On top of this, my mom remarried when I was 7 years old, and by the time I was a teenager my step-dad's mental illness began showing it's ugly head. He had symptoms of a lot of illnesses, but the main one we all suffered from was his obsessive-compulsive disorder and personality disorder. Life was insane in my house, consisting of dad's hoarding junk, being so perfectionistic that the chores (in his eyes) were never done good enough, having to accept weird, disturbing, intrusive behaviors from him, getting beat, having to pretend we were the "happy family" in public, etc. It set me up for a life of being ocd and struggling with odd behaviors in myself too.
I tended to befriend authority figures...the priest at church, a teacher at school, a counselor, any authority figure. The pattern was that I would choose the person, pour my entire life into them through writing them letters, doing favors for them, observing their behaviors, and even immitating them so much that I could almost be their "cloned twin." In one case, I actually gained weight on purpose, learned to play the keyboard, and changed my voice so I could be like a pastor's wife I adored. It was a sick way of relating to a person, but it had become an addiction, a compulsion with me to always have and "never lose" that one main person from my life.
As an adult, this became known as "stalking" and "toxic behavior." I was excommunicated from churches, shunned by people, seen as mentally unstable at times, and basically not a well-liked person overall. I was clingy like a leech toward the person of my affections, I was overbearing and insistent that I be with that person all the time, and when I wasn't with the person, I was busy drawing portraits of them in notebooks, daydreaming about them, and incessantly talking about them. Like I said, it was a SICK obsession! Some people thought I was a lesbian when the person I was obsessed with happened to be a woman.

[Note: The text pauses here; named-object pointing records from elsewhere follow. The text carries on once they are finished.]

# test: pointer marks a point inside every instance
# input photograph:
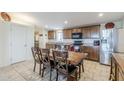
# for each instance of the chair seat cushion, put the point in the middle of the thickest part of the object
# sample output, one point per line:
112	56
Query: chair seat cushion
71	69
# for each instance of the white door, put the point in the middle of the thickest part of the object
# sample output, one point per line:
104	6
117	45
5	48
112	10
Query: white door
18	43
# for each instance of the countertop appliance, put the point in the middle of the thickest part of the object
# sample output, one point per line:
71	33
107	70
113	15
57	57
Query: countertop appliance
76	35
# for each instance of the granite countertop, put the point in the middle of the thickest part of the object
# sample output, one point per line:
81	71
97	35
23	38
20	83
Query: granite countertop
119	57
60	43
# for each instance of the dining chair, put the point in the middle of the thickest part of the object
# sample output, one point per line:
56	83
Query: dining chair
79	57
64	67
37	58
47	62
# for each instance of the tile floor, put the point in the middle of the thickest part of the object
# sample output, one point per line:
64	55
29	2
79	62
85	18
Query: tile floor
23	71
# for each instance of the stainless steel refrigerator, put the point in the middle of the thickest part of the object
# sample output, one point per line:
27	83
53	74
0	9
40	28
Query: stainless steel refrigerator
106	45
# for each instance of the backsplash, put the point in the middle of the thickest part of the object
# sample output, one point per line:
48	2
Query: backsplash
86	41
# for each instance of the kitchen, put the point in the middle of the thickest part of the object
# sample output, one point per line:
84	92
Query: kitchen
95	36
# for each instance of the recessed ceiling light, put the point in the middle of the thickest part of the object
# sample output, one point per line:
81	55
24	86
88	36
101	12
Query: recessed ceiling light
100	14
66	22
46	26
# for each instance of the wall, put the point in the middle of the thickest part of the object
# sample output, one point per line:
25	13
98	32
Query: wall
44	38
6	43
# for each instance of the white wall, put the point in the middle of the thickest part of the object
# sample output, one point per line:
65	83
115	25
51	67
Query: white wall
6	42
43	38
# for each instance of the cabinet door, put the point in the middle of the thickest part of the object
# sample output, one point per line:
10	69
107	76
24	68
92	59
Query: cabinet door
86	32
67	34
95	32
76	30
94	53
86	49
51	34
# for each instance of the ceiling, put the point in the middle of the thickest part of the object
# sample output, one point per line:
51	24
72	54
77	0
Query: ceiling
55	20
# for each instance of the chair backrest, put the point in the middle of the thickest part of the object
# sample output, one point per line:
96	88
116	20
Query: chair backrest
60	57
36	52
45	56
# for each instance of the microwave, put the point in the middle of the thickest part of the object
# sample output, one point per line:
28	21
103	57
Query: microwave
76	35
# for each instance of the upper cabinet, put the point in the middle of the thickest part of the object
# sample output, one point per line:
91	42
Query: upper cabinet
95	32
51	34
76	30
67	33
86	32
90	32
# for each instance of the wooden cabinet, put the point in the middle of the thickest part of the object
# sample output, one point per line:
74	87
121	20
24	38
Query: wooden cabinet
95	32
50	46
67	34
91	32
86	32
76	30
117	68
93	52
120	74
51	34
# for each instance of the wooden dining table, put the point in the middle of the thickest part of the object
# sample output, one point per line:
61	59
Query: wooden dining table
74	58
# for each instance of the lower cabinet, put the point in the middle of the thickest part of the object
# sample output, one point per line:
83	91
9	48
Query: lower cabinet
93	52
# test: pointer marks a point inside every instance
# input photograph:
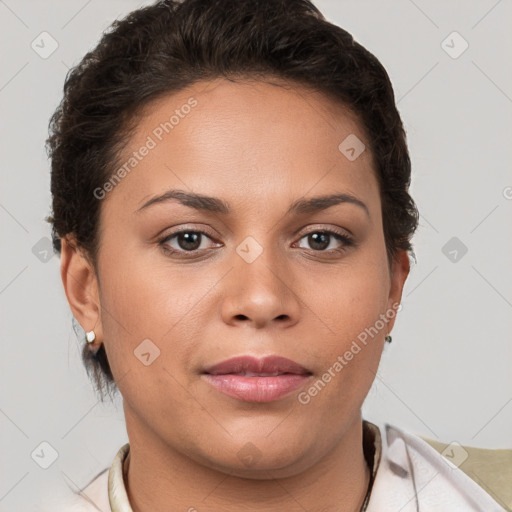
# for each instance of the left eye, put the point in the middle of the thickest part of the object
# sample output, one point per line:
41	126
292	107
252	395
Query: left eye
321	239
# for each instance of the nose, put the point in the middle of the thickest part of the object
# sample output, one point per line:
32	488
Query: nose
260	293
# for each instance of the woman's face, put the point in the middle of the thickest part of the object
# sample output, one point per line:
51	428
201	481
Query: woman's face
262	281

I knew something was wrong with my behavior but I didn't know how to stop the cycle of it nor where it had come from. Nobody else that I talked to could figure out what was going on with me either!
Finally, after getting entangled with some borderline personalities and narcissists online, I came across some books that would radically change me and open my eyes to what started the whole situation in the first place. Of course, the Bible was a book I had been reading all along, and I did find some answers in there to begin with, but since the obsessions in my life often happened to be ministers, reading more scriptures simply cemented my unhealthy relationships to those people. No, the books that I believe God used to break me of this extremely unhealthy pattern in my life were: The Language of Letting Go, Beattie, and How To Break Your Addiction to a Person, Halpern.
On a few of my videos on my youtube channel DelusionDispeller you can find out more about Halpern's book that helped me.
I learned how to journal my feelings, how to actually "see" my addictive behaviors, and how to STOP it in its tracks!
You do not have to stay in your addiction and codependency cycle. There is a way out. I found it and you can too!